An approach that I've used recently (which is similar enough to parameter-
style injection, is to use `class_attribute` at the top of a class to call out
dependencies and explicitly provide a default value - so that consumers of
your class don't need to know what exactly a WidgetFactory is supposed to be:

    
    
        class Foo
          class_attribute :some_service
          self.some_service = SomeService.new
        end
    

A nice advantage of this approach is that you can provide a different
implementation of some_service on an individual instance of a class, which
helps restore your code to a sane state when you're done with an individual
test, like so:

    
    
        describe Foo
          subject(:foo) { Foo.new }
          before { foo.some_service = double(SomeService).as_null_object }
        end
    

On top of that, though, I think calling out dependencies really only makes
sense when that dependency involves something external to the codebase itself,
or is otherwise secondary to the main purpose of the class. So stub out a
repository, or a logger to your hearts content - but there's little utility in
stubbing out Widget in a WidgetBuilder class IMO.

------
mcmire
The problem with dependency injection in this manner is that your test code is
using a fake class that's injected while your production code is using a real
class.

This is fine if all you want to do is unit test your classes. That's beside
the point though -- I would posit if you're bolting dependency injection onto
your interfaces just to make your tests faster, you're not doing it right.
Instead, bring that dependency injection into the forefront: to the
constructor.
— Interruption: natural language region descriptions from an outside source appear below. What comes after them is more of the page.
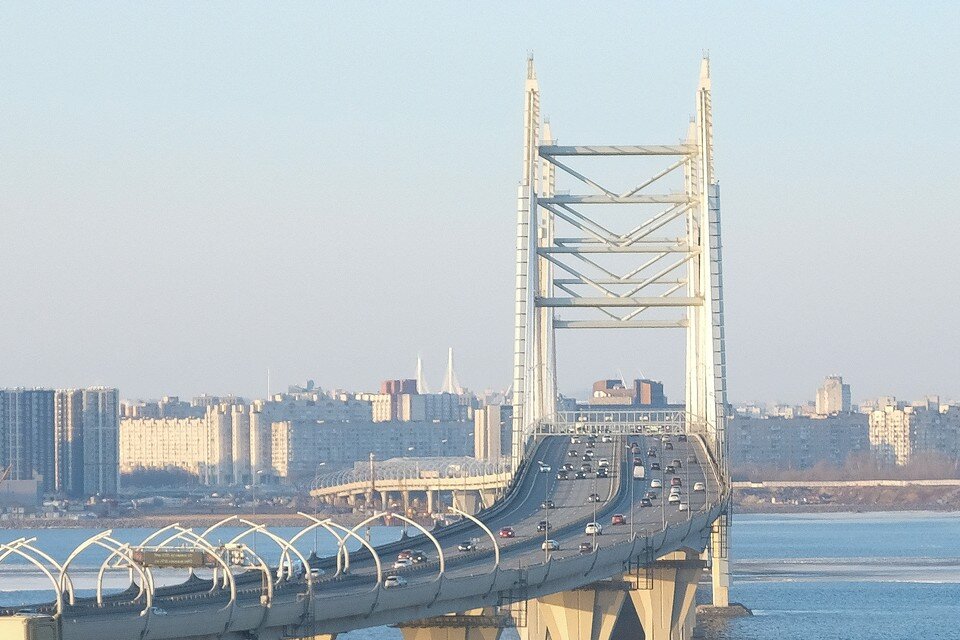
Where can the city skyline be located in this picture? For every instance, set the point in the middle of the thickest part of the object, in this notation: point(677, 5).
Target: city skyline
point(192, 217)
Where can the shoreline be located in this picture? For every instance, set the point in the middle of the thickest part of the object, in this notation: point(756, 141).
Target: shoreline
point(194, 520)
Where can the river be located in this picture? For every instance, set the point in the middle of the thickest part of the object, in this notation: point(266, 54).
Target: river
point(837, 576)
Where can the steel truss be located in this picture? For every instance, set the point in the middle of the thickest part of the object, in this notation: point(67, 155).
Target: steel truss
point(643, 256)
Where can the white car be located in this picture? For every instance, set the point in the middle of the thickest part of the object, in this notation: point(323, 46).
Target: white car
point(392, 582)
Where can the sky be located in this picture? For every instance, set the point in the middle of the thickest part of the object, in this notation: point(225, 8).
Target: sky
point(194, 193)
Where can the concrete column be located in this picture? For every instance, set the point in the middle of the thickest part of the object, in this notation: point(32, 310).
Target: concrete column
point(589, 613)
point(720, 559)
point(477, 624)
point(668, 611)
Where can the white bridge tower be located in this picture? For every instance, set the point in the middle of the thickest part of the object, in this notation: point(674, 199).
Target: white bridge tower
point(642, 256)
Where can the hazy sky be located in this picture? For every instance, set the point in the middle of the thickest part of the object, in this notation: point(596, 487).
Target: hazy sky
point(191, 193)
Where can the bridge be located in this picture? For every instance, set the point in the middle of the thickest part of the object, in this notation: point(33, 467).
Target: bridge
point(567, 551)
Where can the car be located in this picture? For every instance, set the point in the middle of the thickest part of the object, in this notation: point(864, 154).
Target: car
point(393, 582)
point(550, 545)
point(418, 556)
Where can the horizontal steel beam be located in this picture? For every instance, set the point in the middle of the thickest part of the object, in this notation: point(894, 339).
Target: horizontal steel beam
point(548, 150)
point(619, 324)
point(654, 198)
point(679, 247)
point(619, 302)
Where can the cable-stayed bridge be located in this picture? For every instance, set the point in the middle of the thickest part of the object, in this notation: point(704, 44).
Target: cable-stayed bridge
point(641, 257)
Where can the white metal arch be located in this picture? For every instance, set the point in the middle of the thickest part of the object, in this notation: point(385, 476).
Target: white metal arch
point(15, 548)
point(370, 548)
point(101, 539)
point(423, 530)
point(325, 525)
point(486, 529)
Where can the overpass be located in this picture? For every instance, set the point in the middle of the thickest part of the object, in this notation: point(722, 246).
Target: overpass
point(552, 574)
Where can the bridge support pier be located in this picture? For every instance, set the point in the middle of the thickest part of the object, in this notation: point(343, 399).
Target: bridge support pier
point(667, 610)
point(476, 624)
point(589, 613)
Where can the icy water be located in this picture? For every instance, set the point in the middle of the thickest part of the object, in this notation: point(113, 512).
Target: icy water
point(824, 577)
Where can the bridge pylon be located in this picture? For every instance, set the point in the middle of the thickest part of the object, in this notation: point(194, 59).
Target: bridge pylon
point(642, 256)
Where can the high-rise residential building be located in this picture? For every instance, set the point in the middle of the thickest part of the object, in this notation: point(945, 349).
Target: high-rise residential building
point(897, 433)
point(27, 434)
point(833, 397)
point(101, 441)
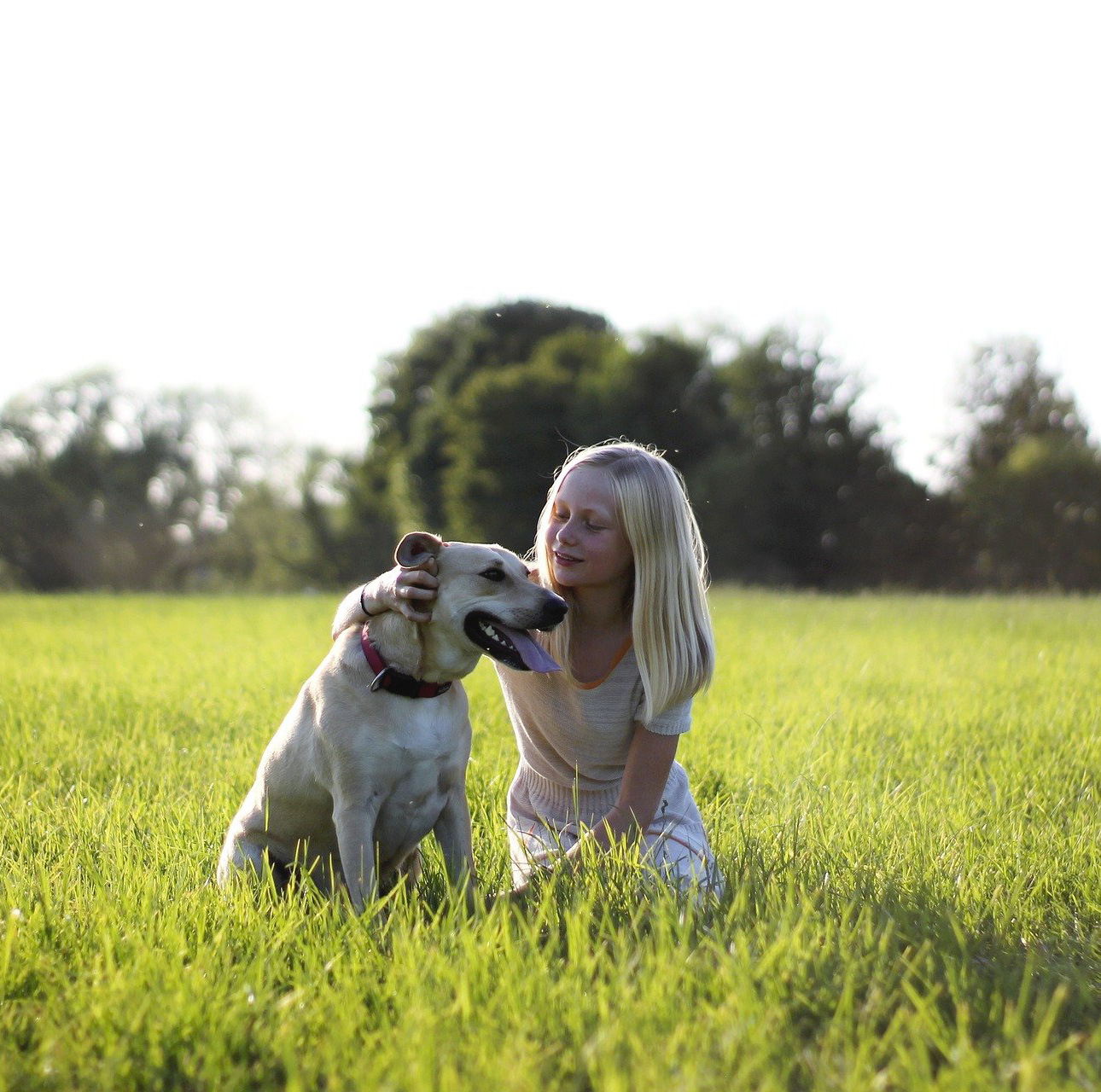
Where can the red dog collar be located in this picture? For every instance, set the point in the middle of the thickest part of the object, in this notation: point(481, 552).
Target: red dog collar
point(387, 678)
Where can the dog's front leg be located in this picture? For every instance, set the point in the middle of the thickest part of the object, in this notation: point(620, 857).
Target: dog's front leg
point(452, 833)
point(355, 822)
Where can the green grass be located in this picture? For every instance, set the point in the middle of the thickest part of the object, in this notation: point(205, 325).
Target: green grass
point(903, 793)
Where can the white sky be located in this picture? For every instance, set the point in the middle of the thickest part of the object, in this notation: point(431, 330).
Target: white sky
point(268, 197)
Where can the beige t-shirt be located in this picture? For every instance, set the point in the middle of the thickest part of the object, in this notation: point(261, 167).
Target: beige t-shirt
point(584, 731)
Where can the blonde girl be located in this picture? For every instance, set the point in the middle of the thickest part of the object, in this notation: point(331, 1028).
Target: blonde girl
point(618, 539)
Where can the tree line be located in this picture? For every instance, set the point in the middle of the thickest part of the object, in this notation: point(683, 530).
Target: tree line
point(793, 485)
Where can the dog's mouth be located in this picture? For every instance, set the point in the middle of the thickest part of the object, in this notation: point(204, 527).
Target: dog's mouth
point(512, 648)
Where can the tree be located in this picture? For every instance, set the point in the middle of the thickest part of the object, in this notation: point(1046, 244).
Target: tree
point(1028, 477)
point(1007, 395)
point(806, 493)
point(410, 414)
point(103, 489)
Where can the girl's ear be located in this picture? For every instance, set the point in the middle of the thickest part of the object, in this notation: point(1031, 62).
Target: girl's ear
point(417, 549)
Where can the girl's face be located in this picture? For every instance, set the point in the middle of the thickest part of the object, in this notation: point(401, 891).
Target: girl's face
point(583, 537)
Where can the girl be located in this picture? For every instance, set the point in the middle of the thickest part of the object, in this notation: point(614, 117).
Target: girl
point(618, 539)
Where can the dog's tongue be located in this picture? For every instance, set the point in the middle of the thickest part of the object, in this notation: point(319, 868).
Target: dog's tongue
point(531, 652)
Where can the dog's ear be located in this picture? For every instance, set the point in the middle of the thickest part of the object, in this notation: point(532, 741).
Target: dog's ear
point(417, 549)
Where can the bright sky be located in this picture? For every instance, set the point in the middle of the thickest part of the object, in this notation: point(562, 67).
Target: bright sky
point(269, 197)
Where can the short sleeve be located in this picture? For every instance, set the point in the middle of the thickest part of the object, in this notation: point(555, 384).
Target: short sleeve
point(676, 720)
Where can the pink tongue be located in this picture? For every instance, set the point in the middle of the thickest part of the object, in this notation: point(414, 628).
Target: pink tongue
point(531, 652)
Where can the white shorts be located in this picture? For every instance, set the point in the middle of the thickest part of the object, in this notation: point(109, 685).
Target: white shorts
point(545, 819)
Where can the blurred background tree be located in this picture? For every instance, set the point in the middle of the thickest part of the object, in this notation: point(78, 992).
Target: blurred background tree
point(1026, 476)
point(793, 482)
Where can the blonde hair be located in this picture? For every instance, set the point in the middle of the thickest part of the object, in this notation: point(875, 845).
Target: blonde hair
point(669, 621)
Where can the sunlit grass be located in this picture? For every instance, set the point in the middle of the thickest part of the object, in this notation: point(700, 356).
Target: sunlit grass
point(902, 792)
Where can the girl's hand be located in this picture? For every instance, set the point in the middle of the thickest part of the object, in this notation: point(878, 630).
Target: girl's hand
point(411, 592)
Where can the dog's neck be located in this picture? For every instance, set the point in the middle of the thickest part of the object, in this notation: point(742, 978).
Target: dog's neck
point(421, 651)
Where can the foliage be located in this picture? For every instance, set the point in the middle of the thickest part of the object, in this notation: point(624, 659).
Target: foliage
point(410, 413)
point(806, 493)
point(900, 791)
point(789, 485)
point(102, 488)
point(1028, 480)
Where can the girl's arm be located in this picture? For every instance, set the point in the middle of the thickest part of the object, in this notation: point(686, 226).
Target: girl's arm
point(649, 762)
point(410, 591)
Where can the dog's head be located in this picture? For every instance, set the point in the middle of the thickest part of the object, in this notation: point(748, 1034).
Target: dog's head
point(486, 595)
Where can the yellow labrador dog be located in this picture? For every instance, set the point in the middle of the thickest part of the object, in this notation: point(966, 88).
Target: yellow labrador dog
point(373, 753)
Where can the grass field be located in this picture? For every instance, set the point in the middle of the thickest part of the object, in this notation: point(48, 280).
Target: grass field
point(903, 793)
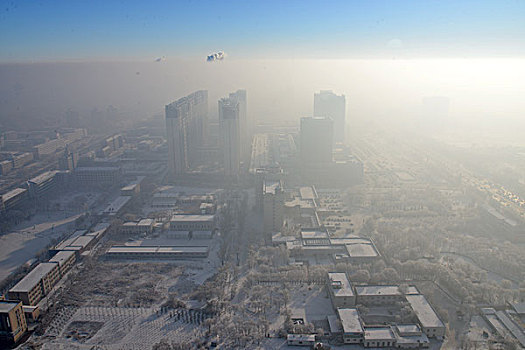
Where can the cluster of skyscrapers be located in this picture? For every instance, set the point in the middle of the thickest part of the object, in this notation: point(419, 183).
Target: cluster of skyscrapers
point(187, 126)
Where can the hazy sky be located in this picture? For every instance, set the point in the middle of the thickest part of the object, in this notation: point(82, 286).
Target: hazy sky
point(101, 30)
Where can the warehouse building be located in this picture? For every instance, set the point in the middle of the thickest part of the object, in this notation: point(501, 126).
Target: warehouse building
point(13, 323)
point(157, 252)
point(378, 295)
point(183, 222)
point(351, 324)
point(410, 336)
point(65, 260)
point(340, 290)
point(378, 337)
point(14, 199)
point(42, 185)
point(142, 226)
point(427, 317)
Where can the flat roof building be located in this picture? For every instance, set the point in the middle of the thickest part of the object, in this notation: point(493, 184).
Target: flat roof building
point(115, 207)
point(410, 336)
point(379, 337)
point(300, 339)
point(181, 222)
point(65, 260)
point(13, 323)
point(158, 252)
point(429, 321)
point(351, 324)
point(378, 295)
point(36, 284)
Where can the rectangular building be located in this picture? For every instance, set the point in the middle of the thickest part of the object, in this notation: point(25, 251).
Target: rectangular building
point(378, 295)
point(36, 284)
point(14, 199)
point(328, 104)
point(65, 260)
point(142, 226)
point(340, 290)
point(158, 252)
point(230, 135)
point(351, 324)
point(379, 337)
point(13, 323)
point(42, 185)
point(429, 321)
point(273, 205)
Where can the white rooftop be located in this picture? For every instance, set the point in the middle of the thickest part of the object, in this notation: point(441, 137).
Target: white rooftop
point(192, 217)
point(32, 278)
point(341, 281)
point(350, 320)
point(379, 333)
point(424, 312)
point(361, 250)
point(377, 290)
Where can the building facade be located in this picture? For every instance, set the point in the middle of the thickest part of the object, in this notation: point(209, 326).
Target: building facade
point(13, 323)
point(230, 141)
point(316, 140)
point(328, 104)
point(186, 121)
point(273, 205)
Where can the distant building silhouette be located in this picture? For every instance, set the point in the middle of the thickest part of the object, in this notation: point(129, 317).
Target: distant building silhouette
point(244, 123)
point(316, 140)
point(328, 104)
point(230, 140)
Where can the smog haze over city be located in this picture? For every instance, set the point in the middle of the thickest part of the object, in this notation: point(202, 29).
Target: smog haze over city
point(262, 175)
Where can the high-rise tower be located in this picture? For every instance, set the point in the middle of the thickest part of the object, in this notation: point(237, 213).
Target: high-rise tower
point(186, 120)
point(316, 140)
point(328, 104)
point(230, 142)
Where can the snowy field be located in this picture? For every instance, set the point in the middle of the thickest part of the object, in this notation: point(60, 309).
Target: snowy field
point(30, 237)
point(119, 328)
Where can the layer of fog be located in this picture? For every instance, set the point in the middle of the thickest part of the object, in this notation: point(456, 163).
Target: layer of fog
point(484, 93)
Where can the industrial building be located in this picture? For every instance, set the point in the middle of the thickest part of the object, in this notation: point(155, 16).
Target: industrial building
point(429, 321)
point(378, 337)
point(186, 120)
point(351, 325)
point(36, 284)
point(116, 206)
point(273, 201)
point(157, 252)
point(181, 222)
point(316, 245)
point(300, 339)
point(65, 260)
point(316, 140)
point(340, 290)
point(378, 295)
point(14, 199)
point(142, 226)
point(42, 185)
point(97, 176)
point(230, 141)
point(328, 104)
point(13, 323)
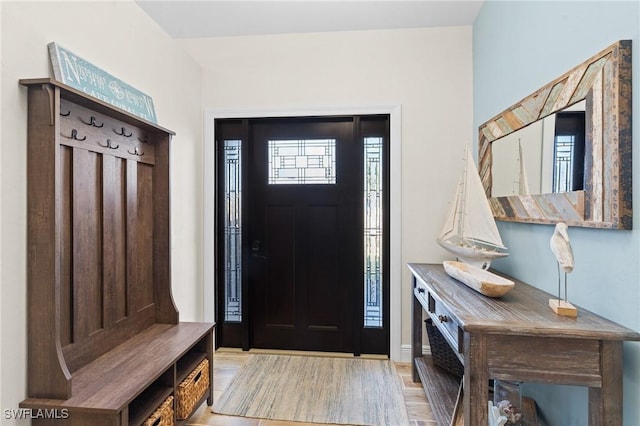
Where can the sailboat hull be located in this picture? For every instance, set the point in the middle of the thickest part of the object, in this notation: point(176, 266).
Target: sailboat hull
point(477, 256)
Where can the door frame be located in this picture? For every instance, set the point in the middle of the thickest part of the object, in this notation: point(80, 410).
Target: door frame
point(395, 231)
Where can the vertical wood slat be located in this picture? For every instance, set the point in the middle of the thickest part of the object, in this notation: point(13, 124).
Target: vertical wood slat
point(131, 194)
point(87, 245)
point(596, 150)
point(66, 246)
point(144, 231)
point(121, 285)
point(607, 411)
point(476, 393)
point(48, 375)
point(166, 311)
point(114, 267)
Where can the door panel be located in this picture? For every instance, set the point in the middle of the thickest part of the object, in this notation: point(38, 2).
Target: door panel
point(303, 238)
point(304, 244)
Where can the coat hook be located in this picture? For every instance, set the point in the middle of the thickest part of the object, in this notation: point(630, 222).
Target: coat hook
point(122, 132)
point(74, 136)
point(92, 122)
point(136, 152)
point(108, 145)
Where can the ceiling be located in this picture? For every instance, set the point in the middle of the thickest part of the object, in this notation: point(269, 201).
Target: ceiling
point(218, 18)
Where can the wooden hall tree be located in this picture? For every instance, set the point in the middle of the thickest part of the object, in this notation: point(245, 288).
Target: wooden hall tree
point(105, 345)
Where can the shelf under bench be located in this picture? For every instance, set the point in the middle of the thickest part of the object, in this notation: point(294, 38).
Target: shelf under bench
point(114, 380)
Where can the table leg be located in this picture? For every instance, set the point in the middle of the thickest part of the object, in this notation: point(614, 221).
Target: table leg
point(416, 348)
point(476, 379)
point(605, 403)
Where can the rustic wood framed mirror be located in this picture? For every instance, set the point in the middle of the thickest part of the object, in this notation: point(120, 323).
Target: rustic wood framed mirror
point(602, 197)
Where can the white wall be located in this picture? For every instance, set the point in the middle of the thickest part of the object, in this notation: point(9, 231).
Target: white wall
point(519, 47)
point(425, 71)
point(120, 38)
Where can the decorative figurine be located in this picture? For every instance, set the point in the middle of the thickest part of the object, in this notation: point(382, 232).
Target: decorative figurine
point(561, 249)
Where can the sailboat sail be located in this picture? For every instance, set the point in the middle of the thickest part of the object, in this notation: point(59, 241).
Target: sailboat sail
point(470, 230)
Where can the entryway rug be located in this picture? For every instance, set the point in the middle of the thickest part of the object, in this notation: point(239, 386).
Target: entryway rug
point(313, 389)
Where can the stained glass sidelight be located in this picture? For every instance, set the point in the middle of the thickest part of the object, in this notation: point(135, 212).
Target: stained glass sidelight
point(311, 161)
point(232, 231)
point(373, 232)
point(563, 163)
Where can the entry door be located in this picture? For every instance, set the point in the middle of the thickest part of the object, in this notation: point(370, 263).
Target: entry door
point(304, 233)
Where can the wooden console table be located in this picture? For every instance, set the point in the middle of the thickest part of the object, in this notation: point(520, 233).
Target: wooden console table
point(515, 337)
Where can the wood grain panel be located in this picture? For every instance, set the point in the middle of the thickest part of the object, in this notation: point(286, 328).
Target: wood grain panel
point(87, 243)
point(131, 194)
point(66, 246)
point(114, 237)
point(543, 359)
point(166, 311)
point(604, 81)
point(143, 229)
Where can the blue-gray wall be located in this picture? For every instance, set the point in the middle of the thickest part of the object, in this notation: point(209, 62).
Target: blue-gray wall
point(518, 46)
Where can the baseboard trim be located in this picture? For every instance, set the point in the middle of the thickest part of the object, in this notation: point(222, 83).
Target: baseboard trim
point(406, 352)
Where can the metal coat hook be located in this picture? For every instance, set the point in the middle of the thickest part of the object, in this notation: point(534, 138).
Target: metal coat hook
point(122, 132)
point(136, 152)
point(92, 122)
point(108, 145)
point(74, 136)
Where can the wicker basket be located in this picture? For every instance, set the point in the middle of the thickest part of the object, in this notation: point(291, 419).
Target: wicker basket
point(163, 416)
point(191, 390)
point(441, 353)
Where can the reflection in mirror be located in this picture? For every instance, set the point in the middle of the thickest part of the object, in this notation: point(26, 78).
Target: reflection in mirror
point(546, 156)
point(551, 188)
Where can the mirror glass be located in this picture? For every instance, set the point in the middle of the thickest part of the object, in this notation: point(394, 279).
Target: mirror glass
point(544, 157)
point(563, 153)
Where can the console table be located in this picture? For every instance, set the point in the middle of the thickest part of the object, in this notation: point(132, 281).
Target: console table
point(515, 337)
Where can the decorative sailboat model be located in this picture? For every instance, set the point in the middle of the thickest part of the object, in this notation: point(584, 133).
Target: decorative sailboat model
point(470, 231)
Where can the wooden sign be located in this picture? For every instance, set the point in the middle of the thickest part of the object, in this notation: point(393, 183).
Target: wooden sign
point(74, 71)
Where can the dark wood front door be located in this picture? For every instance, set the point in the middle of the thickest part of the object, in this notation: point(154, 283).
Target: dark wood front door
point(304, 233)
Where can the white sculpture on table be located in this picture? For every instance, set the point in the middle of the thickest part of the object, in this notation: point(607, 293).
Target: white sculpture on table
point(561, 248)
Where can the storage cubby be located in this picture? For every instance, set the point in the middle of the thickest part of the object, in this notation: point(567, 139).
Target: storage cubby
point(105, 341)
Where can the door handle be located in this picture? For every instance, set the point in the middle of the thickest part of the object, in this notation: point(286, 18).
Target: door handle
point(255, 249)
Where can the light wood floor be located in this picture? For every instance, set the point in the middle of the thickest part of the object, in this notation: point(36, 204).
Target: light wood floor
point(226, 364)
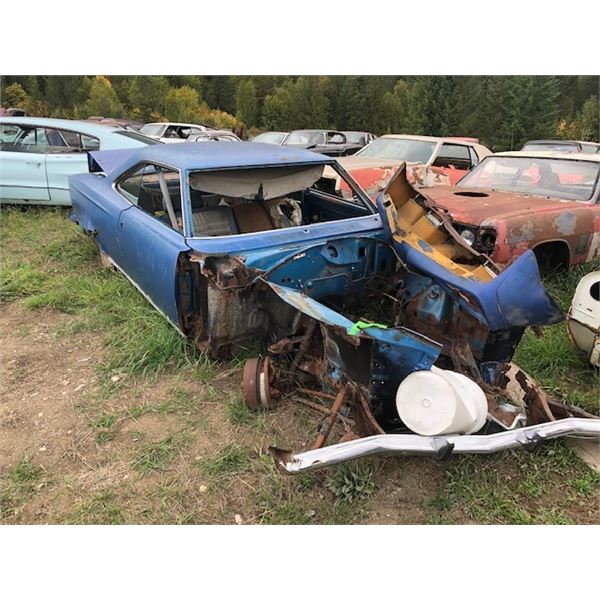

Yes, this means to make an object, you'll have to make another
object first, both in your production and test code. But now your interface
acts the same way in both places. If this sounds very Java-like, well... maybe
Java got it right. (There was an article on the Twitter blog in the early days
about this but I can't remember where it is now...)

Of course, this _is_ going to introduce complexity and now you have to decide
whether that complexity is worth it.

------
joevandyk
Maybe if ruby didn't take so long to load rails code, this sort of complexity
wouldn't be necessary...